Mi abuelo trabajó todos los días de su vida hasta que los problemas en sus piernas le obligaron a quedarse sentado. Era otro tipo de trabajo, de aquel en el que uno mismo se queda con los frutos de su esfuerzo. Cuando yo era pequeño casi todo lo que se comía en aquella casa era hecho allí: frutas, verduras, pan, leche, carne, huevos... y el queso, ese queso de fortísimo sabor que hacía siempre de postre, el cual mi abuelo cortaba con la navaja que llevaba encima a todas horas (una navaja de las de pueblo, fabricada en la cuchillería del pueblo), acompañándolo de pan o miel, según la apetencia del momento. Todos los años volvíamos de allí con el maletero convertido en improvisada despensa, acomodando como se podía las maletas entre las viandas. A mí me daba un poco sensación de saqueo.
No obstante, los mejores frutos que han salido de aquella casa han sido mi padre, sus dos hermanos (uno de los cuales es mi padrino) y sus dos hermanas (una de las cuales es mi madrina), todas ellas personas fuertes, trabajadoras y solícitas que ahora dan continuidad a ese haz de pensamientos, pasiones y emociones que fue su padre.
Una vez leí que a menudo la muerte se considera una falta de consideración para con los vivos. Sea como sea, ahora toca ocuparse de los que se quedan. Especialmente de mi abuela, que tras sesenta años de matrimonio ha perdido, en un sentido bastante literal, una parte de sí misma. En las parejas que llevan mucho tiempo formadas la mente de uno se extiende hacia la del otro y ambas se entrelazan, hasta el punto de que comparten espacio en sus cabezas para guardar los recuerdos del otro, se influyen mutuamente y piensan de forma conjunta.
«¡Qué triste!» suspiraba la pobre mujer tras la misa mientras mi hermana y yo la acompañábamos de nuevo al coche, sujetándola cada uno de un brazo. Aunque soy ateo la acompañé en silencio durante su rezo del rosario con la ingenua esperanza de repartir un poco la carga del dolor. Su hermana también estaba allí y, al igual que mi abuela, ha perdido a su marido este verano. Me temo que la mayor esperanza de vida de las mujeres lleva consigo la maldición de ver morir a los hombres que quieren.

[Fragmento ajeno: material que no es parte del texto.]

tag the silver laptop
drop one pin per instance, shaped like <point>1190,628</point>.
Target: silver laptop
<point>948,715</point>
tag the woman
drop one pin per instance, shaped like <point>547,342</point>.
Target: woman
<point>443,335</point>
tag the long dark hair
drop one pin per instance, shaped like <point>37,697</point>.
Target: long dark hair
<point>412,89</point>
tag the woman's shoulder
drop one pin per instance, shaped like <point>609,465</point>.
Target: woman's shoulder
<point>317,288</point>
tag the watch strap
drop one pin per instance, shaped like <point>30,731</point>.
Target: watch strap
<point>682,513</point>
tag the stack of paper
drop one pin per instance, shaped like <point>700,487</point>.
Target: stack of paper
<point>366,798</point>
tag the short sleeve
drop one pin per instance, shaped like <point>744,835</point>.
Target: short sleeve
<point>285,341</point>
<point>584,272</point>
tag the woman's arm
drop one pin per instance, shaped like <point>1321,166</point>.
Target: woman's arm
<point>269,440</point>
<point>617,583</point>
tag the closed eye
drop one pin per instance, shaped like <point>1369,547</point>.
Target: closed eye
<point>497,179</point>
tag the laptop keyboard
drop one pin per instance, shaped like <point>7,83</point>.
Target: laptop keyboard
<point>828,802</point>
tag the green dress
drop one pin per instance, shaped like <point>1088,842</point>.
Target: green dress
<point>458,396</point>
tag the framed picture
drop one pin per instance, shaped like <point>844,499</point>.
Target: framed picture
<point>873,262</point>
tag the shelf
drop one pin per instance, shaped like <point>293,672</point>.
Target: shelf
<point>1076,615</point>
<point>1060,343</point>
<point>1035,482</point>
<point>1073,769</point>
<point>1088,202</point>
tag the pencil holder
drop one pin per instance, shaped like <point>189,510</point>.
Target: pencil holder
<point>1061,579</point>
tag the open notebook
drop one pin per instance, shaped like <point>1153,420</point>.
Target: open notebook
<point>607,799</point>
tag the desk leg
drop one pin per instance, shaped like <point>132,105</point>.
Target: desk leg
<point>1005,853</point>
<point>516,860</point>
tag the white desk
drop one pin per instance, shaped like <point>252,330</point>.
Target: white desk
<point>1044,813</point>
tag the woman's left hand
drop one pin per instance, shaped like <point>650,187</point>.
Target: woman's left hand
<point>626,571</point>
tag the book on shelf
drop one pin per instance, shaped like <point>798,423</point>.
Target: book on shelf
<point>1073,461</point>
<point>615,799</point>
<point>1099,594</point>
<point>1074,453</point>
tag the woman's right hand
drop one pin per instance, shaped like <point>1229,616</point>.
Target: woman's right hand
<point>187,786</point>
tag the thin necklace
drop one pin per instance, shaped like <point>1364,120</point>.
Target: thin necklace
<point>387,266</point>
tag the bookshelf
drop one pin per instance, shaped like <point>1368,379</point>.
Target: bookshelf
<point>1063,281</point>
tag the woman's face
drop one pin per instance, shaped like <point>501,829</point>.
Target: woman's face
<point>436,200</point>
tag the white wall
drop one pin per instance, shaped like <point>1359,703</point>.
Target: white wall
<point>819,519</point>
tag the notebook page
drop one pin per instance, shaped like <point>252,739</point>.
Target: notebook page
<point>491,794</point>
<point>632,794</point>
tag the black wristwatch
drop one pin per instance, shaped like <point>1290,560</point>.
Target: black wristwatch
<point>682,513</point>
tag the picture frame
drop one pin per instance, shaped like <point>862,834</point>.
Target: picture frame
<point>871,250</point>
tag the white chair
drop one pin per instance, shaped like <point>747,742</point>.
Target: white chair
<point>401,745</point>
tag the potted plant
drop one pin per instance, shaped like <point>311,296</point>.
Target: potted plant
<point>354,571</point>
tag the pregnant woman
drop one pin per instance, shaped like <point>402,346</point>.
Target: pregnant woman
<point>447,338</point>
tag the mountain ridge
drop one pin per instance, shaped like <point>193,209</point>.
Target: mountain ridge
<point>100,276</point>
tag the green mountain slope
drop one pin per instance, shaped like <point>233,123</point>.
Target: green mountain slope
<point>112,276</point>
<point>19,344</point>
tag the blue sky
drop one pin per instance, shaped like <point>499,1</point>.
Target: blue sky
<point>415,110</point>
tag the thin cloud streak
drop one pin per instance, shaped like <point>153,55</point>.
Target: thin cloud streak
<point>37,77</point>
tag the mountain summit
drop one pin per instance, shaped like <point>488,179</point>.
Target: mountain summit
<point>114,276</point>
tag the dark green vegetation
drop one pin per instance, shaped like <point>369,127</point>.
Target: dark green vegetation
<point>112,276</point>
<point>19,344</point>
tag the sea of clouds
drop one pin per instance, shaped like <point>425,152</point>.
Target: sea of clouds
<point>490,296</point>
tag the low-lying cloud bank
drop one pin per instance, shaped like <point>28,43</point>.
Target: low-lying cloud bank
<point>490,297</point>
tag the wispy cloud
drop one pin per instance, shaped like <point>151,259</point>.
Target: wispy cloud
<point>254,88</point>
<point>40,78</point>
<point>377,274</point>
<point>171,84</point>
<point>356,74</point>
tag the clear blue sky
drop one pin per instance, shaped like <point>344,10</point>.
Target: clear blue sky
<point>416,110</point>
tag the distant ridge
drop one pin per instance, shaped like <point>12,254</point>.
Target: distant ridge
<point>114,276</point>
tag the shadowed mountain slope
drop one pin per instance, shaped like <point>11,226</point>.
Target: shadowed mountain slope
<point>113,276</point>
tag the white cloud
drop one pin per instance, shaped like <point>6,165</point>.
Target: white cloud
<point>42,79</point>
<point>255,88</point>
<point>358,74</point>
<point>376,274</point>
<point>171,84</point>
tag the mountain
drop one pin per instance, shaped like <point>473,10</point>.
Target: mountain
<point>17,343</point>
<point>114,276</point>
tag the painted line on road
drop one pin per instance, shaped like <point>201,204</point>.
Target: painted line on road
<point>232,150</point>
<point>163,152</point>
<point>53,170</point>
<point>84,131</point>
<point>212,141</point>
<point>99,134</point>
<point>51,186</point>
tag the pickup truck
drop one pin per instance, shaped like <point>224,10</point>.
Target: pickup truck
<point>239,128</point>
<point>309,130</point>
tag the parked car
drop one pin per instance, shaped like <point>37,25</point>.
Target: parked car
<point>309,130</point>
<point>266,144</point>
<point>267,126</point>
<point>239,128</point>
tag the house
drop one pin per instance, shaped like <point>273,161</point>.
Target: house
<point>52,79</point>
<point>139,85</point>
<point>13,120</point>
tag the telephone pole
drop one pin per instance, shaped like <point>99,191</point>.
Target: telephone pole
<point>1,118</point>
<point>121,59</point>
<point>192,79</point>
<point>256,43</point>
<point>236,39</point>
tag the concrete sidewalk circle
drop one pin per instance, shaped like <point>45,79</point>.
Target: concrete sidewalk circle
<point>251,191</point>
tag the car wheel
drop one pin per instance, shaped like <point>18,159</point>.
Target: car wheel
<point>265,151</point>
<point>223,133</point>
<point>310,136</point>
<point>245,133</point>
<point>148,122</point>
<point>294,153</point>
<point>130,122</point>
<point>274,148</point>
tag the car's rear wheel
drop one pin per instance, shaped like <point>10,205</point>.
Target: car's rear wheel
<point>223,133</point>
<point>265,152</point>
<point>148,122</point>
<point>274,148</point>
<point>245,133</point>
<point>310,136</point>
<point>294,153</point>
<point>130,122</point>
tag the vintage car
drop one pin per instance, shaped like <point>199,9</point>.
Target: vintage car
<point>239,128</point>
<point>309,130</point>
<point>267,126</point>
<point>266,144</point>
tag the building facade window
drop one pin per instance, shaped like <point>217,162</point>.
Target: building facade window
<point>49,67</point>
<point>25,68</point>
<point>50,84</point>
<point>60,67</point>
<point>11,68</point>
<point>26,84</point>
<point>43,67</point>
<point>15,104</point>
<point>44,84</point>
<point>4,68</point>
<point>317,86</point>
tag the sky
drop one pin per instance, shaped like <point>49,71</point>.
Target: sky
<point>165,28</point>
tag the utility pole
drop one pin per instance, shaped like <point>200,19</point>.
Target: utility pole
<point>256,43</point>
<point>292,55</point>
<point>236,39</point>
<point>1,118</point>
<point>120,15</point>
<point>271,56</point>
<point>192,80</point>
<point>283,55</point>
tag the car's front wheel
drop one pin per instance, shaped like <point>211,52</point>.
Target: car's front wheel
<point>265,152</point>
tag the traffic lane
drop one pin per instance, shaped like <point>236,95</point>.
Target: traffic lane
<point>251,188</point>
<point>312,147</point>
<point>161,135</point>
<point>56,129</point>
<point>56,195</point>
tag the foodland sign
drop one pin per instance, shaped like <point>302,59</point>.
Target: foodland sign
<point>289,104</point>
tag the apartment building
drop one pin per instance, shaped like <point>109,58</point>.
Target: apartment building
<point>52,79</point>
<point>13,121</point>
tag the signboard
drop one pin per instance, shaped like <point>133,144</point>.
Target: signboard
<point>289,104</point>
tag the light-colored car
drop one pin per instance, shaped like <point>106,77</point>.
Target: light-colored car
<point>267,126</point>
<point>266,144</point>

Al contemplar aquel féretro por primera vez sentí rabia. Tuve ganas de liarme a patadas con todo. Por el dolor de los seres queridos allí reunidos. Porque no podré volver a ver a aquel hombre sentado en su rincón habitual de la mesa disfrutando del vino y el queso. Por mis primos pequeños, que han perdido a su abuelo tan pronto y no podrán aprender de él lo que yo aprendí. Por el absurdo, la banalidad y el sinsentido de la existencia humana.
La sensación que tengo ahora es que la vida se reduce a ver morir a los que te rodean -algunos de los cuales te importan, muchos otros que no- para después, algún día, morirte tú. Y cada noche, mientras intento quedarme dormido, me pregunto quién será el siguiente.